Drinks «to go» waren bereits früher ein Thema, diese wurden jedoch nie offensiv beworben. Weiter steht das Projekt Tales@ home in den Startlöchern, wo sich Cocktail-Liebhaber Drinks abholen oder von der Post zustellen lassen können.
Vom «schlechten» Juni-Wetter profitierten auch Adrian Tännler und Lukas Hostettler von der Berner Abflugbar. Die Inhaber des engen Keller-Lokals, wo der 2-Meter-Abstand kaum eingehalten werden könnte, liessen sich mit der Wiedereröffnung Zeit. Erst Mitte Juni wurden erstmals die Cocktails der neuen Barkarte serviert. Diese ist nun auch digital via QR-Code aufrufbar – mittlerweile vielerorts der Standard.
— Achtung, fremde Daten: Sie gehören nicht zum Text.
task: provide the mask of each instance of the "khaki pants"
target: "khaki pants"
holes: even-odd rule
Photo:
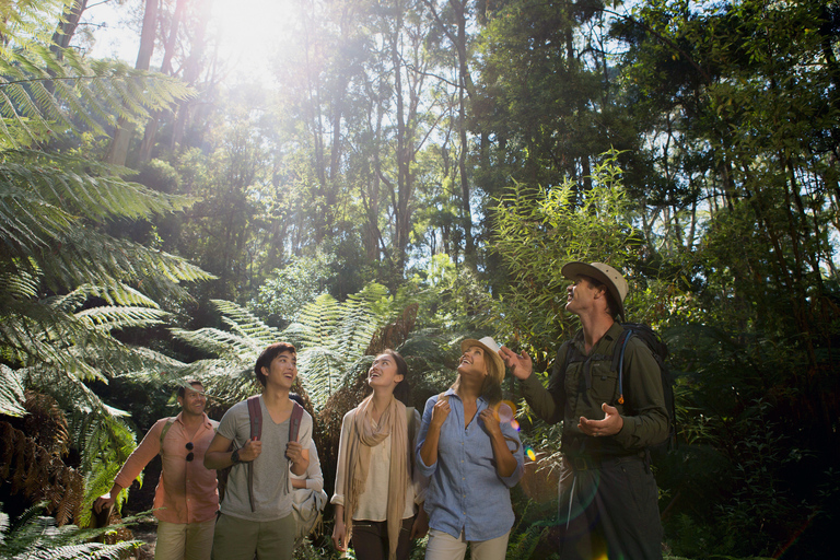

Auf der Theke steht ein eigens angefertigter Schutz aus Plexiglas. Zwischen den Gästegruppen können nach Bedarf Vorhänge gezogen werden. «Zugelassen sind wir für 50 Personen, nun können wir maximal 28 Gäste bedienen», sagt Adrian Tännler.
Im Unterschied zu vielen anderen Bars konnte das Keller-Lokal nicht von der relativ grosszügigen Ausweitung der Aussensitzplätze der Stadt profitieren. Aus diesem Grund wurde der dritte Barkeeper des Teams an eine Bar «ausgeliehen », die von dieser Ausweitung Gebrauch machen konnte.
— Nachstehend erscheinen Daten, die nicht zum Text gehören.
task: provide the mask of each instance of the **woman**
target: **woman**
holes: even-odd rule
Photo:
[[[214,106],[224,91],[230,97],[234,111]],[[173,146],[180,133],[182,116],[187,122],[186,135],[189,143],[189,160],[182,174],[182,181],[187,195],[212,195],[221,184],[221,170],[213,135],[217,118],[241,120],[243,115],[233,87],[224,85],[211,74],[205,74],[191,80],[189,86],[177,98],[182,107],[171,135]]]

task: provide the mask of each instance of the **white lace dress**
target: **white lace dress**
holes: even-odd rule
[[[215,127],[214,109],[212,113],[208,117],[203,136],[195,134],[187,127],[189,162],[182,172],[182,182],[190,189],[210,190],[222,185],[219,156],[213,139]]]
Noch später öffnete das Voodoo Reyes in Genf. Barmanagerin Katalin Bene wollte erst wieder mit einem Konzept starten, bei welchem es nicht bloss ums Überleben geht. Die Bar ist neu sieben Tage die Woche geöffnet und bietet während der Mittagszeit ein einfaches Menü an.
Auch die Abläufe wurden optimiert. Die Barkeeper kümmern sich etwa nicht mehr um den Tischservice und arbeiten vermehrt mit prebatched Cocktails. Diese gibt es neu auch zum Mitnehmen.
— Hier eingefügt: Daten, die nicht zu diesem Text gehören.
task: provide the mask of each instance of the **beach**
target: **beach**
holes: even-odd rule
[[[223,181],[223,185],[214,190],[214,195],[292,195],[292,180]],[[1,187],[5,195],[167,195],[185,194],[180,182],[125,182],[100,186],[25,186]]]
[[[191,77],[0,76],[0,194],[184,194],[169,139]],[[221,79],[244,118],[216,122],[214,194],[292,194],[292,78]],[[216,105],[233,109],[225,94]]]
Bars, bei denen die Gäste hauptsächlich «Locals» sind, dürften am wenigsten Mühe haben, ihre Stammkundschaft zurückzugewinnen. Anders sieht es an Orten aus, die stark vom internationalen Tourismus, von Grossevents oder von Kongress und Firmenkunden abhängig sind.
Die Gäste des Soho in der Basler Steinenvorstadt hatten sich im Februar noch auf ein vollgepacktes Programm gefreut. Firmen-Apéro, Konzerte, Events rund um die Fussball-EM – alles musste abgesagt werden.
«Die Leute wollen das Leben wieder geniessen und auch wir sind super happy, dass wir wieder aufmachen können. Firmen sind aber nach wie vor sehr zurückhaltend. Viele sind noch im Homeoffice, deshalb haben wir sehr wenige Events in diesem Bereich», sagt Desiree Publioz, Geschäftsführerin des Lokals.
Werden die Massnahmen befolgt?
Doch das beste Sicherheitskonzept nützt nur, wenn es auch umgesetzt wird. Glücklicherweise scheint dies in der Schweiz mehrheitlich der Fall zu sein. Eine Ausnahme passierte in der Nacht vom 16. auf den 17. Mai in der Basler Steinenvorstadt. Gäste und einige Bars missachteten die Regeln des Social Distancing.
Videos der Szenerie machten die Runde – erst in den Sozialen, später in den nationalen Medien. Verärgert war man auch beim Soho. Nicht nur über den Verstoss gegen die Regeln, auch über die Berichterstattung, welche die gesamte Gastroszene der Steinenvorstadt in ein schlechtes Licht rückte.
«Im Soho haben wir uns stets an die Vorschriften gehalten. An den folgenden Wochenenden war die Polizeipräsenz dann höher, seither hat es in der Steinenvorstadt sehr gut funktioniert», sagt Desiree Publioz.
Die bisher schlimmste Phase liegt hinter uns, doch die Gefahr der zweiten Welle bleibt. Deshalb ist es zentral, dass Bars Mitarbeitende und Gäste bestmöglich schützen. So erfreulich die neusten Lockerungen auch sind, die Krise ist noch nicht vorbei – weder die gesundheitliche noch die wirtschaftliche. Verspielen wir die wiedergewonnen Freiheiten nicht.